Answered

Copilot Studio returns correct answer on first query but fails when same question is repeated

(1) Share

Report

Posted on by CT-20042235-0

Hi everyone,

I’m seeing inconsistent behavior in Copilot Studio and wanted to check if this is expected or a configuration issue.

Scenario:

I ask a question (e.g., "My P41 is failing and not detected in BIOS")
The agent successfully retrieves and returns a grounded answer from my knowledge source (Solidigm website)
I immediately repeat the exact same question in the same session

Observed behavior:

Instead of returning the same answer, the agent responds with the message from my fallback topic "I wasn’t able to find an answer on the Solidigm web site..."

Notes:

The agent is configured to only answer based on approved knowledge sources (website grounding enabled)
This is happening within the same chat session (no restart)
No changes to the knowledge source between attempts
The first response is correct and fully grounded

Questions:

Is this expected behavior due to how Copilot Studio handles conversation context between turns?
Is there a recommended way to force consistent retrieval for identical queries in the same session?

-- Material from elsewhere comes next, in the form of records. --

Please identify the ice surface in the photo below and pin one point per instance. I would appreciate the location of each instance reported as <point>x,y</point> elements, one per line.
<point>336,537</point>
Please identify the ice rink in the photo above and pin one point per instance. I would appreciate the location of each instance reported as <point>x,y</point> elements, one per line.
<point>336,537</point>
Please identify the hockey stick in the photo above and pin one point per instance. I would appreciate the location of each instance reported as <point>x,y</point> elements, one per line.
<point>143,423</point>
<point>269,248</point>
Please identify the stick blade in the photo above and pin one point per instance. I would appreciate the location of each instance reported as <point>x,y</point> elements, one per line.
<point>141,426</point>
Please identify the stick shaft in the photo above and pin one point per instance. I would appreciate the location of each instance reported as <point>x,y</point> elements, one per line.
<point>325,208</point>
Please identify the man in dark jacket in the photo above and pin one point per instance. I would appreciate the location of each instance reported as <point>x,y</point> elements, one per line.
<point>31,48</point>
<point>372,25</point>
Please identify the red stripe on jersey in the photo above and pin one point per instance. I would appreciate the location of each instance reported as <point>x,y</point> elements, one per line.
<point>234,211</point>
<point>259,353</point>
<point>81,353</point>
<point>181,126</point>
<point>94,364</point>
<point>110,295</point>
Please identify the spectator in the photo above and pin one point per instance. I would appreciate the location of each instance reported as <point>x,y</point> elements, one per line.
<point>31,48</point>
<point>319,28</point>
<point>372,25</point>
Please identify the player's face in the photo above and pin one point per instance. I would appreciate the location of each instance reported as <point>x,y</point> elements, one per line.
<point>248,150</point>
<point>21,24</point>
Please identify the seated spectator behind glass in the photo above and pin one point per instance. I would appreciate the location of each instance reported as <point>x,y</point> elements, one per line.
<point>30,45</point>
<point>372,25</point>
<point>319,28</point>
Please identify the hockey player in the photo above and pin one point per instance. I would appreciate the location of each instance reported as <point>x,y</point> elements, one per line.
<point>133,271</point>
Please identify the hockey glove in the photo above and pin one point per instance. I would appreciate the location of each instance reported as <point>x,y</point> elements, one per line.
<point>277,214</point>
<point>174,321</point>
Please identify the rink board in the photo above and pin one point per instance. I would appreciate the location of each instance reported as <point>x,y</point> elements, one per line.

Any guidance or similar experiences would be really helpful.

Thanks!

Screenshot 2026-0...

Your file is currently under scan for potential threats. Please wait while we review it for any viruses or malicious content.

Categories:

General topics

I have the same question (0)

All responses (7)

Answers (1)

Sort by

Verified answer

Valantis 6,735 on at

Like
a
(3)

Report
Copy link

Link copied!

Hi @CT-20042235-0,

This is confirmed expected behavior, not a bug. Microsoft's own FAQ for generative answers explicitly states:

"The question-answering process includes previous chat context, so that repeating a query within a chat session almost guarantees different answers."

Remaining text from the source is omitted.